The final exam consists of one of the six questions below. On the day of the final exam I will bring a fair six-sided die and ask a volunteer from the class to roll it to determine which question students will be required to answer.

Students also have the option of taking the final at one of two alternate times: Wednesday, May 9, 6:30PM - 9:15PM, Ballston Room 205, or Thursday, May 10, noon, Ballston Room 204. There is no need to register for one of the alternate times in advance. However, students who begin the exam at any of the times (the scheduled time or one of the alternates) must finish the exam at that sitting (that is, you can’t show up, see which number gets rolled, and then decide you want to take it at a different time).

The final exam will be written in class without books, notes, computers, phones, audio devices, or other aids. Students found violating the Marymount principles of Academic Integrity will fail the course and be formally charged through the University’s Academic Integrity process.

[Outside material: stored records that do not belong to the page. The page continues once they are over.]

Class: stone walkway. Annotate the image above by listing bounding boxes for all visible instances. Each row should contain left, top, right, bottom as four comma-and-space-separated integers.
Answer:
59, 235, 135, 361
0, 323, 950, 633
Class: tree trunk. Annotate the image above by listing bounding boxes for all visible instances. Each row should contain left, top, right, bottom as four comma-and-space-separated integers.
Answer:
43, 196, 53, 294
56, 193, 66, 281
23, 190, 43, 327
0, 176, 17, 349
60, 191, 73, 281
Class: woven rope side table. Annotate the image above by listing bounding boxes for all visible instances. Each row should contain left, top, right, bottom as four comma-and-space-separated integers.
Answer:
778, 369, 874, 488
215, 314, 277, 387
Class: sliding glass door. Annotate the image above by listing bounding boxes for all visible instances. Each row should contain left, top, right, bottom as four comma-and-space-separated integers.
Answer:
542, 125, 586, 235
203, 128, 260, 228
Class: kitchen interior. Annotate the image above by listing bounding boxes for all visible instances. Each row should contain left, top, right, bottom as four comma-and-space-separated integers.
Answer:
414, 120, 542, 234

Your answer must be well-organized, with a clearly-specified thesis statement and appropriate logic and evidence, and must refer to course readings where appropriate.

True or false?
  1. The bitter domestic political legacy of the Vietnam War hampered the ability of American leaders to effectively pursue American security interests.
  2. The constraints that democratic checks and balances impose on the President’s ability to conduct foreign policy undermine America’s commitments to protect allies and to deter rivals.
  3. Strategic consensus within the U.S. after World War Two allowed the United States to build effective institutions of global governance, whereas internal disagreements about national goals prevented effective governance after the end of the Cold War.
  4. Since the end of the Cold War, there has been a greater tendency for politics not to “stop at the water’s edge.”
  5. American foreign policy is generally driven by pragmatic calculations of the national interest; idealistic impulses have only rarely played a substantial role in shaping policy.
  6. The United States today is responding to China’s rise very differently than it once did to the Soviet Union’s rise after World War Two.